Basics Of Troubleshooting The Blower Motor Resistor
As you're already aware, your pickup's heater control panel gives you the option of 4 different blower motor speeds.
These speeds are:
- M1 (medium 1).
- M2 (medium 2).
It's the blower motor resistor's job to reduce (or increase) the blower motor speed by reducing the amount of current that reaches the blower motor.
This is accomplished by the fact that the blower resistor assembly is made up of three individual resistors wired in series. In a nutshell, this is how blower speed is controlled:
- When current passes thru' only one resistor, you get M2 (medium 2) blower speed.
- When current passes thru' two resistor's, you get M1 (medium 1) blower speed.
- When current passes thru' all three resistor's, you end up with LO blower speed.
What diverts the current to the different resistors? It's the blower switch (specifically: the blower speed position you have set it to).
NOTE: The only blower motor speed that does not depend on the blower resistor assembly is HI speed.
As you can see in the photo at the beginning of this tutorial, the blower motor resistor's harness connector has 4 wires coming out of it. These 4 wires supply it with specific signals. Here's a brief description of each:
|Blower Resistor Circuit Descriptions|
|A||DK BLU||Output to Blower Relay|
|B||LT BLU||M2 Input from Blower Switch|
|C||TAN||M1 Input from Blower Switch|
|D||BRN||LO Input from AC-Heater Panel|
The following typical circuit diagram of the blower motor circuits may come in handy: 1991-1993 2.8L Chevy S10 Blower Motor Circuit Diagram..
There are two basic ways of testing the blower motor resistor assembly. One is to do a resistance test of the assembly. The other is to bypass the resistor and indirectly confirm it's defective.
TEST 1: Checking The Blower Resistor's Resistances
The first thing we'll do is to check continuity of each resistor that makes up the blower resistor assembly. We'll do this with a multimeter in Ohms mode.
The illustration above will help you identify the blower resistor terminals you'll be testing in the test step below.
NOTE: Remember, the only speed that is not controlled by the blower resistor is HI speed. So, if your Chevy S10 (GMC S15) has a ‘no HI blower speed’ problem, the blower resistor is not behind the issue.
IMPORTANT: You need to make sure the blower motor works before you start the blower resistor tests outlined in this tutorial.
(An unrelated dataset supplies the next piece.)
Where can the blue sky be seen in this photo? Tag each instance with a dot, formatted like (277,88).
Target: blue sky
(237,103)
Testing the blower motor is easy and you can find the tutorial here: How To Test The Blower Motor (2.8L Chevy S10/ GMC S15).
OK, these are the test steps:
Disconnect the blower resistor from its harness connector and set your multimeter to Ohms (Ω) mode.
Don't have a multimeter or need to upgrade yours? Check out my recommendation: Buying A Digital Multimeter For Automotive Diagnostic Testing (found at: easyautodiagnostics.com).
Check continuity between terminal D and C.
Continuity should exist. To be a bit more specific you'll see around 2.5 Ohms.
Check continuity between terminal C and B.
Continuity should exist. Specifically, your multimeter should report around 0.6 Ohms.
Check continuity between terminal B and A.
Continuity should exist. Specifically, your multimeter should report around 0.3 Ohms.
Check continuity between terminal D and B. Then terminal D and A.
Continuity should exist. Specifically, between terminal D and B you should see around 2.9 Ohms. Between terminal D and A you should see about 3.1 Ohms.
Let's take a look at what your test results mean:
CASE 1: Continuity exists between all indicated terminal in the test above. This test result tells you that the blower motor resistor is OK (not defective).
My suggestion to you (if you're having a blower motor speed issue) is to do the performance tests found in TEST 2 and TEST 3 in the next page.
CASE 2: Continuity DID NOT exist between two of the indicated terminals in the test above. This test result tells you that the blower resistor is defective and needs to be replaced.